# It looks like Spring is here



## frank-id (Dec 20, 2010)

Or at least coming. It is difficult to work in the cold, and not good for me with the over 90's. I have 3-4 major projects to finish. The first task is to change th engine in my 1968 Crown bus. The bus is 35 feet long, with the engine mid body. The engine is a 743 NHH six cylinder and very tired. Still runs OK, but tired. The bus must be raised about 36 inches to allow removal of engine, drop straight down and out. The replacement engine weighs about 3200 pounds, and makes more horsepower. Gonna change the clutch to a dual disc with new flywheel. The 10 speed Road Ranger trans will stay in bus. That is one job to do first before a trip planned to the east. I have a couple other RVs the need some wiring changes and another needs an engine change. In the class A, the 440 engine, the crankshaft broke. WAA WAA. Each day my strength seems to be returning after not much winter activity.

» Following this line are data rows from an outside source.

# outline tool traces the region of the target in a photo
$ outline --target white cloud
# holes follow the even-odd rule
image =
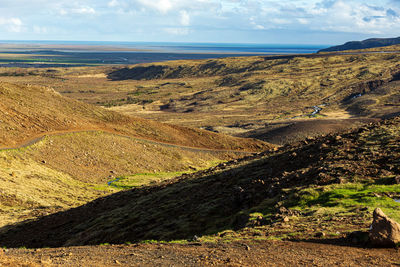
[[[24,32],[21,39],[32,38],[27,33],[161,41],[244,36],[249,42],[296,33],[400,35],[400,0],[0,0],[0,14],[3,38]]]
[[[9,32],[21,32],[23,23],[19,18],[0,18],[0,26],[3,26]]]
[[[325,3],[325,5],[323,5]],[[399,34],[399,18],[395,10],[355,1],[331,0],[321,2],[319,12],[310,12],[312,27],[327,31],[365,34]]]
[[[76,8],[76,9],[73,9],[72,11],[77,14],[94,14],[94,13],[96,13],[96,11],[92,7],[88,7],[88,6]]]
[[[107,4],[109,7],[116,7],[119,5],[118,0],[111,0],[110,2],[108,2]]]
[[[306,25],[306,24],[309,23],[308,20],[307,20],[307,19],[304,19],[304,18],[298,18],[297,21],[298,21],[300,24],[303,24],[303,25]]]
[[[58,13],[62,16],[68,16],[73,14],[78,15],[93,15],[96,13],[96,10],[90,6],[78,6],[78,5],[60,5],[57,7]]]
[[[189,15],[189,13],[187,11],[185,11],[185,10],[182,10],[179,13],[180,13],[180,16],[181,16],[181,19],[180,19],[181,25],[182,26],[189,26],[190,25],[190,15]]]
[[[164,14],[173,8],[170,0],[138,0],[138,3],[144,7],[155,9]]]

In both RVs, new beds were constructed from 3/4 plywood, with great storage. One RV, the ceiling is removed and the skylites sealed with roof tar. Not any leak all winter.
Frank in Idaho


----------



## dogbone (Sep 22, 2009)

Sounds like you have a lot on your plate. Good luck with the swap. Should be a good improvement to your bus. 10 speed road rangers are pretty good transmissions. I had one in my tractor, back when I drove a truck.
I'm still waiting for the snow to go. 8 to 10" up at the campground yet and it's not expected to warm up soon.


----------